Let $f_1(x)$ and $f_2(x)$ be odd and even functions respectively. How can we construct an even function out of these?

2. Plenty of ways, but why can't you just take $f_2(x)$ as the even function? What's the point of using $f_1(x)$ in constructing an even function?

Edit: In case you mean you need to construct an even function from only $f_1(x)$, some simple ways would be to take the absolute value or square the function.

$g(x)=|f_1(x)|$

$h(x)=(f_1(x))^2$

These would both be even functions.

3. What does "construct out of them" mean?

4. Originally Posted by drumist
Plenty of ways, but why can't you just take $f_2(x)$ as the even function?
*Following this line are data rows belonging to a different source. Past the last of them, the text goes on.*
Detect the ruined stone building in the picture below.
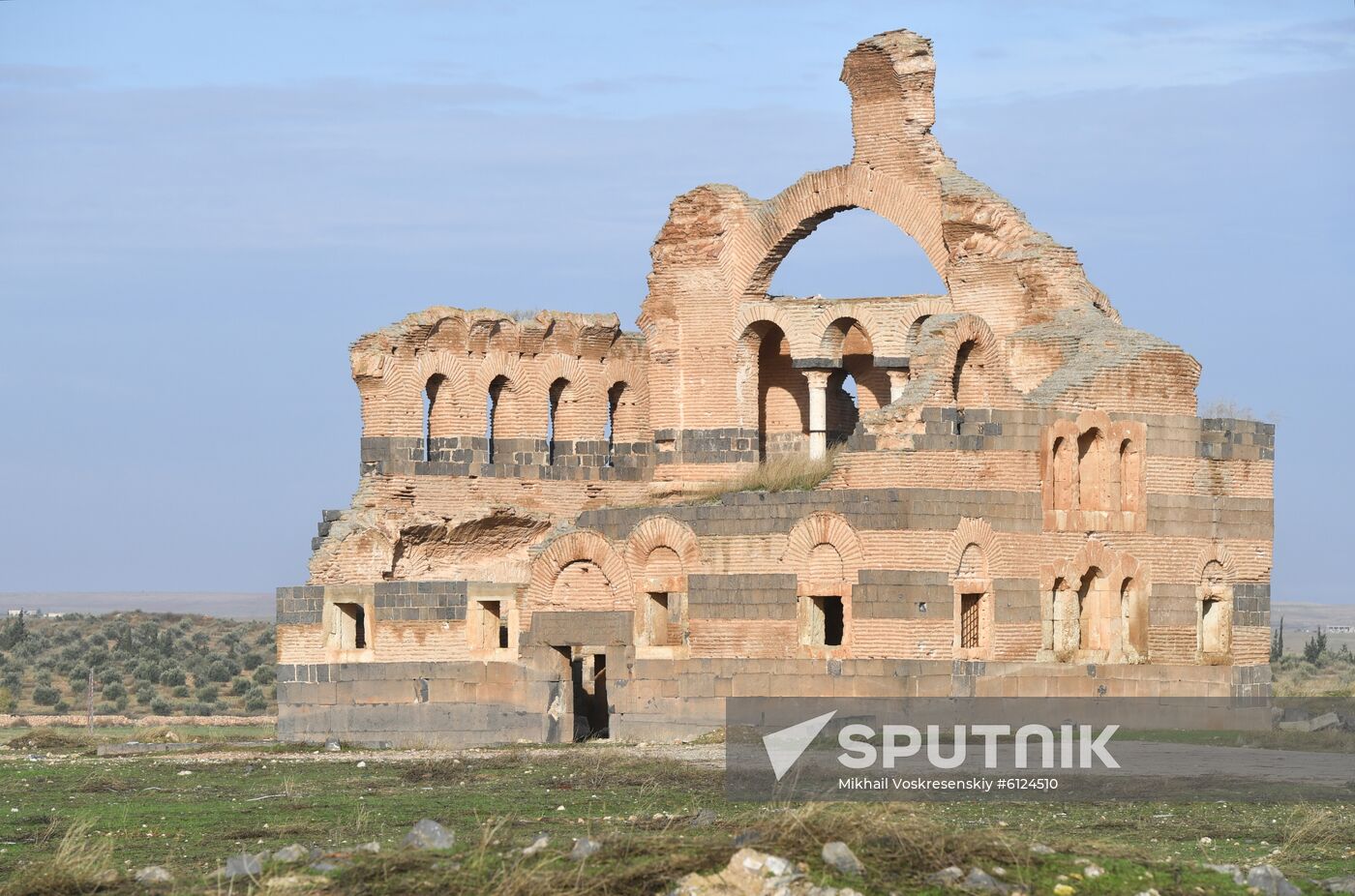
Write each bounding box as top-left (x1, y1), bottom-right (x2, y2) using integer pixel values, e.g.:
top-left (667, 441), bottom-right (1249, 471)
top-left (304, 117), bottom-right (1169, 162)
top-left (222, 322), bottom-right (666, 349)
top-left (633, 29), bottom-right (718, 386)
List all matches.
top-left (278, 31), bottom-right (1274, 744)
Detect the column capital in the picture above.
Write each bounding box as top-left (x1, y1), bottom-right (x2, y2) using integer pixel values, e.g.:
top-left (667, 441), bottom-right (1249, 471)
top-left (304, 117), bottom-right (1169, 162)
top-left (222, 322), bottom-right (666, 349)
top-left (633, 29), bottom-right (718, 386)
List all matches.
top-left (805, 369), bottom-right (833, 389)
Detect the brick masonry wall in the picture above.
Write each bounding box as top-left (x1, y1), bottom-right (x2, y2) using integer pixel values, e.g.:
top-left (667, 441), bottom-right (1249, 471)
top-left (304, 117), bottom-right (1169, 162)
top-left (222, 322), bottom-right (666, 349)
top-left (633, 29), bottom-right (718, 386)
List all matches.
top-left (278, 31), bottom-right (1275, 743)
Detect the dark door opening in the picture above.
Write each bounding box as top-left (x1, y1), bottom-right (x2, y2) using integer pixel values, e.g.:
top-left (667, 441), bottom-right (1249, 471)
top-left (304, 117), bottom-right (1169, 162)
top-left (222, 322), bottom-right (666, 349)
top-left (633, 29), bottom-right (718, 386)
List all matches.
top-left (569, 653), bottom-right (611, 741)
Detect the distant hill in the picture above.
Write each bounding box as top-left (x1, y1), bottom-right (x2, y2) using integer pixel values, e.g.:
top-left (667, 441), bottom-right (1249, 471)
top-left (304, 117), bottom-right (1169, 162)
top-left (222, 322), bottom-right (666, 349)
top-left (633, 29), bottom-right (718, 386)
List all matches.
top-left (1271, 601), bottom-right (1355, 632)
top-left (0, 591), bottom-right (275, 619)
top-left (0, 608), bottom-right (277, 716)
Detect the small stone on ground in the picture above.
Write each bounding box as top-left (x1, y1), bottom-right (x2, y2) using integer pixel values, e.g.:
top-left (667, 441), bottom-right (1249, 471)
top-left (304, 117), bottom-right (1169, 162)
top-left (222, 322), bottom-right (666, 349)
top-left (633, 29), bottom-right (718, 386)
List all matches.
top-left (824, 841), bottom-right (866, 877)
top-left (401, 819), bottom-right (457, 850)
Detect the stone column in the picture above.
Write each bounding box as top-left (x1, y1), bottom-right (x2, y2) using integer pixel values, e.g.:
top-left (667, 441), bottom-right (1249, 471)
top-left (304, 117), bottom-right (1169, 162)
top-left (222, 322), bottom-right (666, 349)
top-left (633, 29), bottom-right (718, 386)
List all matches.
top-left (885, 368), bottom-right (908, 403)
top-left (805, 370), bottom-right (832, 461)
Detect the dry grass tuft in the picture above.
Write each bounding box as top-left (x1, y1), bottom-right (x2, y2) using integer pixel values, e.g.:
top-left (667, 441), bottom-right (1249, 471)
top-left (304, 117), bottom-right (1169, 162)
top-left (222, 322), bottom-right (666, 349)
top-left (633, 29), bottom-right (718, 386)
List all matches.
top-left (699, 446), bottom-right (841, 500)
top-left (10, 728), bottom-right (91, 753)
top-left (0, 822), bottom-right (118, 896)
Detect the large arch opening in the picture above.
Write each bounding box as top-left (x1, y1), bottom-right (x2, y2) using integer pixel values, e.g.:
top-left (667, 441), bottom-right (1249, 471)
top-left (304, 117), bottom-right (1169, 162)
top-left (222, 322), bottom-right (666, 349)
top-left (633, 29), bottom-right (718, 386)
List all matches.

What's the point of using $f_1(x)$ in constructing an even function?

Edit: In case you mean you need to construct an even function from only $f_1(x)$, some simple ways would be to take the absolute value or square the function.

$g(x)=|f_1(x)|$

$h(x)=(f_1(x))^2$

These would both be even functions.
And if you really have to use both functions, so would $|f_1(x)|+ f_2(x)$ and $(f_1(x))^2+ f_2(x)$.

Now, if the problem had been to construct an even function from two odd functions, that would have been a little more interesting!

5. Also their composition{ g(x) = f1(f2(x)) and h(x) = f2(f1(x)) } are even!